Evidence that alcohol costs as little as 20p a unit is proof that minimum pricing is needed to battle Scotland's unhealthy relationship with drink, the Health Secretary has said.
Alex Neil spoke out days before the Scottish Government's controversial policy, which aims to set a 50p floor price per unit, is due to be tested again at the Court of Session in Edinburgh.
He argued it is not right that a man can buy a week's worth of the "sensible" amount of alcohol for less than £5.
But some in the drinks industry say the policy will not tackle alcohol abuse effectively and could put up trade barriers around the world.
Mr Neil said: "I am absolutely determined to tackle the problems caused by Scotland's difficult relationship with alcohol.
"Each week on average in Scotland, alcohol misuse is responsible for more than 20 deaths and 700 hospital admissions. Being able to buy 20 units of alcohol for the change in your pocket is just unacceptable. It shows that this kind of high-strength alcohol - the type which does much of the damage - has become far too cheap in Scotland.
"Time and time again the research proves that affordability is the key factor in the misuse of alcohol and that the most effective way to tackle this is by setting a minimum unit price. This is about targeting the cheap drink that causes so much harm within communities, often in the most deprived areas of Scotland.
"Minimum pricing would begin saving lives within months of its introduction and while it is regrettable that the policy is being subject to delays as a result of the legal challenge, the Scottish Government remains absolutely committed to bringing in legislation that would set the minimum price for a unit of alcohol at 50p."

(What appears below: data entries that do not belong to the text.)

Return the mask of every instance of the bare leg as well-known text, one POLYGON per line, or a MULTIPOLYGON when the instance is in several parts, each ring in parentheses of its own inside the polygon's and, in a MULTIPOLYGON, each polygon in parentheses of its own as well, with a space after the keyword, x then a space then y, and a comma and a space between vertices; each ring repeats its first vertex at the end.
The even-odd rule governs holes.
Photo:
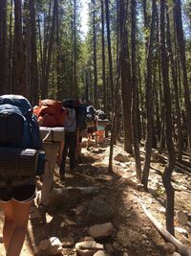
POLYGON ((9 201, 1 204, 2 208, 5 212, 5 221, 3 227, 3 240, 6 250, 8 248, 8 244, 10 244, 10 239, 12 234, 13 229, 13 213, 12 213, 12 202, 9 201))
POLYGON ((13 213, 13 229, 11 236, 10 237, 6 256, 19 256, 25 241, 31 202, 20 203, 11 200, 11 204, 13 213))

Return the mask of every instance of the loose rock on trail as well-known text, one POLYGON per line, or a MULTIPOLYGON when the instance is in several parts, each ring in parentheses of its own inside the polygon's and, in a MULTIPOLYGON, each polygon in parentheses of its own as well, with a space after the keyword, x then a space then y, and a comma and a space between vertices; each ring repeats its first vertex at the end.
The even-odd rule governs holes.
MULTIPOLYGON (((175 247, 161 239, 140 203, 165 226, 164 189, 156 171, 162 170, 163 165, 153 159, 150 191, 145 193, 138 184, 133 156, 125 153, 120 145, 115 146, 114 174, 108 173, 109 147, 82 149, 82 153, 76 172, 67 172, 64 182, 60 182, 55 168, 54 189, 49 209, 44 209, 44 219, 40 209, 32 205, 21 256, 55 255, 56 252, 66 256, 173 255, 175 247), (50 239, 54 243, 52 246, 50 239)), ((177 187, 183 186, 183 175, 174 173, 173 177, 177 187)), ((189 193, 179 191, 176 213, 182 209, 181 199, 187 203, 183 210, 190 211, 189 193)), ((2 230, 2 214, 0 221, 2 230)), ((190 246, 191 229, 187 222, 189 216, 183 224, 176 217, 175 224, 181 228, 176 229, 176 235, 190 246)), ((0 244, 0 255, 5 255, 3 244, 0 244)))

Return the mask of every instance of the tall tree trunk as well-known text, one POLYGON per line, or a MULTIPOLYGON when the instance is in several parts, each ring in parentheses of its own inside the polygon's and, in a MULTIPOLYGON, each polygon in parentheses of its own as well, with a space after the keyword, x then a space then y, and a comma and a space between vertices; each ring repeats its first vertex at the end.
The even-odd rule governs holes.
POLYGON ((76 44, 76 0, 74 0, 74 98, 78 95, 77 89, 77 72, 76 72, 76 61, 77 61, 77 44, 76 44))
POLYGON ((12 0, 11 1, 10 29, 9 29, 9 60, 8 60, 8 92, 12 92, 12 0))
POLYGON ((190 159, 191 159, 191 104, 190 104, 190 90, 188 86, 187 80, 187 67, 186 67, 186 58, 185 58, 185 41, 183 36, 182 29, 182 19, 181 19, 181 2, 180 0, 175 0, 174 6, 174 18, 176 22, 177 30, 177 38, 179 43, 180 50, 180 58, 182 68, 183 76, 183 88, 184 88, 184 101, 185 101, 185 109, 186 109, 186 121, 187 121, 187 132, 189 139, 189 151, 190 151, 190 159))
MULTIPOLYGON (((102 50, 102 86, 103 86, 103 108, 107 113, 107 101, 106 101, 106 80, 105 80, 105 35, 104 35, 104 2, 101 0, 101 50, 102 50)), ((107 113, 108 115, 108 113, 107 113)))
POLYGON ((13 63, 13 88, 14 94, 28 97, 26 87, 25 55, 22 35, 21 0, 14 0, 14 63, 13 63))
POLYGON ((105 14, 106 14, 106 27, 107 27, 107 44, 108 44, 108 61, 109 61, 109 75, 110 75, 110 88, 112 98, 112 128, 111 128, 111 143, 110 143, 110 156, 109 156, 109 172, 113 172, 113 153, 114 153, 114 134, 116 131, 116 99, 114 91, 114 76, 113 76, 113 59, 112 59, 112 47, 110 36, 110 11, 109 2, 105 0, 105 14))
POLYGON ((52 60, 53 46, 54 34, 55 34, 55 25, 56 25, 55 24, 56 12, 58 10, 57 5, 58 5, 58 0, 54 0, 53 14, 53 20, 52 20, 52 30, 51 30, 51 36, 50 36, 50 41, 49 41, 47 63, 46 63, 46 68, 45 68, 45 77, 43 80, 43 91, 42 91, 43 98, 48 97, 49 76, 50 76, 50 70, 51 70, 51 60, 52 60))
POLYGON ((175 192, 171 184, 171 176, 175 166, 175 149, 172 140, 172 110, 171 110, 171 95, 168 78, 168 58, 165 47, 165 0, 160 0, 160 55, 161 55, 161 72, 164 92, 164 107, 165 107, 165 134, 166 145, 168 150, 168 164, 162 175, 162 182, 166 191, 166 228, 174 236, 174 197, 175 192))
POLYGON ((38 67, 37 67, 37 53, 36 53, 36 25, 35 25, 35 9, 34 1, 29 0, 30 7, 30 17, 31 17, 31 30, 32 30, 32 61, 31 61, 31 72, 32 72, 32 104, 38 104, 38 67))
POLYGON ((137 169, 137 177, 141 180, 141 164, 140 164, 140 154, 139 154, 139 139, 138 139, 138 80, 137 80, 137 48, 136 48, 136 11, 137 11, 137 2, 132 0, 131 2, 131 13, 132 13, 132 35, 131 35, 131 43, 132 43, 132 89, 133 89, 133 135, 134 135, 134 151, 136 156, 136 169, 137 169))
POLYGON ((171 74, 173 79, 173 86, 175 93, 175 105, 176 105, 176 114, 177 114, 177 129, 178 129, 178 157, 181 159, 182 150, 183 150, 183 140, 182 140, 182 132, 181 132, 181 117, 180 117, 180 97, 179 97, 179 85, 178 85, 178 74, 175 70, 175 59, 172 51, 172 43, 171 43, 171 31, 170 31, 170 20, 168 9, 166 11, 166 18, 167 18, 167 44, 168 44, 168 53, 171 63, 171 74))
POLYGON ((94 44, 94 79, 95 79, 95 88, 94 88, 94 98, 95 98, 95 107, 98 107, 97 101, 97 67, 96 67, 96 3, 93 0, 93 44, 94 44))
POLYGON ((146 74, 146 116, 147 116, 147 128, 146 128, 146 142, 145 142, 145 160, 142 172, 142 184, 147 190, 149 169, 151 162, 151 151, 152 151, 152 138, 153 138, 153 86, 152 86, 152 60, 153 60, 153 44, 155 36, 156 28, 156 14, 157 6, 156 0, 152 0, 152 22, 151 22, 151 32, 150 39, 148 45, 148 55, 147 55, 147 74, 146 74))
POLYGON ((7 0, 0 1, 0 94, 8 91, 7 0))
POLYGON ((129 47, 127 40, 127 9, 128 3, 124 0, 119 0, 119 22, 120 22, 120 76, 121 76, 121 93, 122 93, 122 106, 123 106, 123 122, 124 122, 124 135, 125 144, 124 150, 133 153, 133 138, 132 138, 132 84, 131 84, 131 69, 129 47))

He pointed to research showing it is possible to buy three litres of branded high-strength cider, around 22 units, for £4.50.
Twelve cans of lager - at 21 units - are being sold for £8, while 26 units of supermarket brand vodka is available for less than £11, the Scottish Government says.

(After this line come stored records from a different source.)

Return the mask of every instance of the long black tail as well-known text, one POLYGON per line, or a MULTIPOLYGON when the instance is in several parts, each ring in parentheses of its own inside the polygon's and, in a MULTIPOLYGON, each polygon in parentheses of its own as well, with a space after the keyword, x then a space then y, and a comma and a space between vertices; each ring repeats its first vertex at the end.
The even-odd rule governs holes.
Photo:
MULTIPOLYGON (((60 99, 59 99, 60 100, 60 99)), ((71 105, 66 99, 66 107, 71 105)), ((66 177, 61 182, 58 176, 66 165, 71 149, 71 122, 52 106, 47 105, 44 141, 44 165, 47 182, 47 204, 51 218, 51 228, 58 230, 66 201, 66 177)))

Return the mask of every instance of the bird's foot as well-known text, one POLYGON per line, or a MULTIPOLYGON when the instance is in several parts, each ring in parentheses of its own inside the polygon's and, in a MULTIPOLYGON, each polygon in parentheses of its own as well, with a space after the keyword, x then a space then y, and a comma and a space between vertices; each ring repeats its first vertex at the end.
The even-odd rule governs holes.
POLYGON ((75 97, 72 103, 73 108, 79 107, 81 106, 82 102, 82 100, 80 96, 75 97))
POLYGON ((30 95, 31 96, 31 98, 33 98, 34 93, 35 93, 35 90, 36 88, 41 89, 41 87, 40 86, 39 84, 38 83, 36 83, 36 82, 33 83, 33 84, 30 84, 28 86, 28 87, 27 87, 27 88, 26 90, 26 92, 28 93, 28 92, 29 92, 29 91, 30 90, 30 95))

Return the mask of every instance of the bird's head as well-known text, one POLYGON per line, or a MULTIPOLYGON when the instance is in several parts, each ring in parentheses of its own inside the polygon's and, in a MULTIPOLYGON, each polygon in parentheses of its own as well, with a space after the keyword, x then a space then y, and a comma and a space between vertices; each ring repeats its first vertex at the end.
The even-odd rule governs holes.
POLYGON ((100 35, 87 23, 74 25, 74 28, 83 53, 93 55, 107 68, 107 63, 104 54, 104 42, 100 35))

A legal challenge from the Scotch Whisky Association (SWA) to the introduction of a minimum price for alcohol in Scotland was rejected in May last year.
The association appealed against that judgment, pitting the two sides against each other again in court this week.
The SWA says minimum pricing is a regressive policy that hits responsible drinkers, particularly those on lower incomes.
It also notes that the UK Government decided against pursuing a similar policy because of a lack of "concrete evidence".
The policy also breaches EU trading rules, the SWA argues.
Rosemary Gallagher of the SWA said: " Minimum unit pricing is an unfair and untargeted policy that penalises responsible drinkers, especially those on lower incomes. It impacts poorer people in society and will have little effect on the highest earners who make up the majority of hazardous and harmful drinkers.
"The Scottish Government's own report says 'the main driver of increasing affordability has been rising disposable incomes'. But while affordability may have risen, alcohol-related harms and deaths have been falling in Scotland in recent years. Deaths have fallen 36% from a peak in 2003. This would suggest measures in place are already working. And the Government's figures also show that alcohol prices have risen faster than inflation, by some 24%.
" Figures published just this week by NHS Scotland show that in 2012/13, there were an estimated 94,630 alcohol-related primary care consultations by 48,420 patients, a substantial fall from 109,170 consultations by 57,470 patients in 2011/12."
Scottish Conservative health spokesman Jackson Carlaw questioned why it has taken "so long to get anywhere with minimum pricing".
He said: "It's incredible to think the SNP wants to create a new nation state in the space of 18 months, but can't get a single piece of legislation relating to the price of beer through in that time frame."